Matching her nicely is Keith Carradine as her estranged husband. This is a character that needed to thread a line between charming devil and injured child but instead is nothing but a punk. Oh well, at least Carradine manages to infuse this part with his oft-kilter sensuality and menace. He is a dream casting decision, actually, if only the script had managed to properly contextualize his character and motivations. It seems like Carradine had a better grasp of what he was playing than the writer and director did.
And so, we come to the end of the Carson McCullers film adaptations. What a strange journey it has been. The acting in each of them makes engaging with them passable, at times even pleasurable, but the overall tone of her prose and florid style seems lost under the guiding hands of cinematic directors who were not grand stylists. I am not sure who would have been better suited to guide these stories to the screen, though. Hers is a tricky act to pull off.
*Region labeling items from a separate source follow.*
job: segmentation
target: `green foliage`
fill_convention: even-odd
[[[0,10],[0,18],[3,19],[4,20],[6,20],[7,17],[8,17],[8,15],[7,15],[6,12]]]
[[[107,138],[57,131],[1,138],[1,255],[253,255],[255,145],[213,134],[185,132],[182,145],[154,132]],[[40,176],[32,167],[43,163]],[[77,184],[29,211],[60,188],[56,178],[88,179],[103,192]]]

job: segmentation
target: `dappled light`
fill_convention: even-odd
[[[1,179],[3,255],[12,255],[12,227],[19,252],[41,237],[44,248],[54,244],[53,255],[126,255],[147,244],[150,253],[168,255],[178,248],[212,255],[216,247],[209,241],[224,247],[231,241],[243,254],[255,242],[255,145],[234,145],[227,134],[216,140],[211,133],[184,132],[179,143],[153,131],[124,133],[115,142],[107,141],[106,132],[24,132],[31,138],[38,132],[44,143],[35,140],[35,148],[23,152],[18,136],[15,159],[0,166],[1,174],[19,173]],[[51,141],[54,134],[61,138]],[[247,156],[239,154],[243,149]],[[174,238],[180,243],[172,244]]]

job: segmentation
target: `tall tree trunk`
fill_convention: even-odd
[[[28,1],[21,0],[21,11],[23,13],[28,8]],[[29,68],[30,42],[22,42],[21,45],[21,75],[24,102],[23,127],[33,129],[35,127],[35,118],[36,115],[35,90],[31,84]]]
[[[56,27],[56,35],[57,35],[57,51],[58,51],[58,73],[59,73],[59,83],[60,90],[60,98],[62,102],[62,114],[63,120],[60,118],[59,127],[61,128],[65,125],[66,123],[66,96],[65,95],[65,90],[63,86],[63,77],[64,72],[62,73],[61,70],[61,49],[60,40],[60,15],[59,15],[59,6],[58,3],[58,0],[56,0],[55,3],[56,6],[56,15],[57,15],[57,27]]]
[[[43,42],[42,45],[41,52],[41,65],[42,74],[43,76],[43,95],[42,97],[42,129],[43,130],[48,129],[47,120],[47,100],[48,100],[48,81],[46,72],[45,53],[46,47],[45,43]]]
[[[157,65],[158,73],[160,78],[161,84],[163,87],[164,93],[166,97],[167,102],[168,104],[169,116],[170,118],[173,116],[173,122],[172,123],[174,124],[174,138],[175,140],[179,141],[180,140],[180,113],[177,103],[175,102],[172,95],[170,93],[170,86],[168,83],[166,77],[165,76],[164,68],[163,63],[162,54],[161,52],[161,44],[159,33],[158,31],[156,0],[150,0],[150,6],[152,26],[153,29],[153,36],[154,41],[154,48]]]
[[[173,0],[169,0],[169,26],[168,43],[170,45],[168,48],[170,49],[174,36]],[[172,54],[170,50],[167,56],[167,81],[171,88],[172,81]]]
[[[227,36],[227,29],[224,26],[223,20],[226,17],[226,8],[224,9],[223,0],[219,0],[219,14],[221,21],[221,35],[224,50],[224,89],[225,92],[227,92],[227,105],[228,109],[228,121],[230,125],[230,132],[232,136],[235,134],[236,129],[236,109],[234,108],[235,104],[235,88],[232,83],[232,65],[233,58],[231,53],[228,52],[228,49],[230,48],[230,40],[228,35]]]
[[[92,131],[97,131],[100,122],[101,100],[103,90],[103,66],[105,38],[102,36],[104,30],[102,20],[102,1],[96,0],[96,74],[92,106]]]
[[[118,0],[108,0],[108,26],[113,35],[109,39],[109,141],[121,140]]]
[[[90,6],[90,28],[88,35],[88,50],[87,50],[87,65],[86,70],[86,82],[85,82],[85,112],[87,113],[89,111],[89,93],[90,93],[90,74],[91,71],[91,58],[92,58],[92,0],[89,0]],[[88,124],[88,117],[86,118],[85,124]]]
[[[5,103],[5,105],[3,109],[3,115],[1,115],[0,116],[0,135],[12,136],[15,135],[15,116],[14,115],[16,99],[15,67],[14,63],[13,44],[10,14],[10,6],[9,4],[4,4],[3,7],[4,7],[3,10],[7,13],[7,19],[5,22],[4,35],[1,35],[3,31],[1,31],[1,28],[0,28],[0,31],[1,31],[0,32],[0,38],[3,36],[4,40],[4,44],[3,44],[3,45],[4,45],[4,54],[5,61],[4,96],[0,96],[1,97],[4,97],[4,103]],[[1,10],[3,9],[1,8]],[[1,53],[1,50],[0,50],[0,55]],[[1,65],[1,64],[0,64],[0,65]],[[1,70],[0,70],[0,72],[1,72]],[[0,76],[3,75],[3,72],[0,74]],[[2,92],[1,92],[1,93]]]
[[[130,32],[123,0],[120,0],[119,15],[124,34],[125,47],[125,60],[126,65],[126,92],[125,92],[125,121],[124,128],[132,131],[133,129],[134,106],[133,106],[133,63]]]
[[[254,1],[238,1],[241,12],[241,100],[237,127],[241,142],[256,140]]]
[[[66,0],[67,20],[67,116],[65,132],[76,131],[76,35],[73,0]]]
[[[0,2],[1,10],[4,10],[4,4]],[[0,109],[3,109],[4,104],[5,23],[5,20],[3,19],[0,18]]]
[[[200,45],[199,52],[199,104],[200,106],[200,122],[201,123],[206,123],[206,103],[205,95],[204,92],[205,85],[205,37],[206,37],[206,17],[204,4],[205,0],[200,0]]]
Many of these films have been regulated to curios and obscurities for the people involved. They have not aged the same way that say, Tennessee Williams or Truman Capote’s adaptations such as A Streetcar Named Desire and In Cold Blood are now largely enshrined. It takes some patience and work to dig them up, and I am still undecided if the casual viewer would find it worth their time.
Then again, if you wanted to watch a young nude Robert Forster tame a horse or Vanessa Redgrave get drunk with a hunchbacked man in the rain, you now know where to look.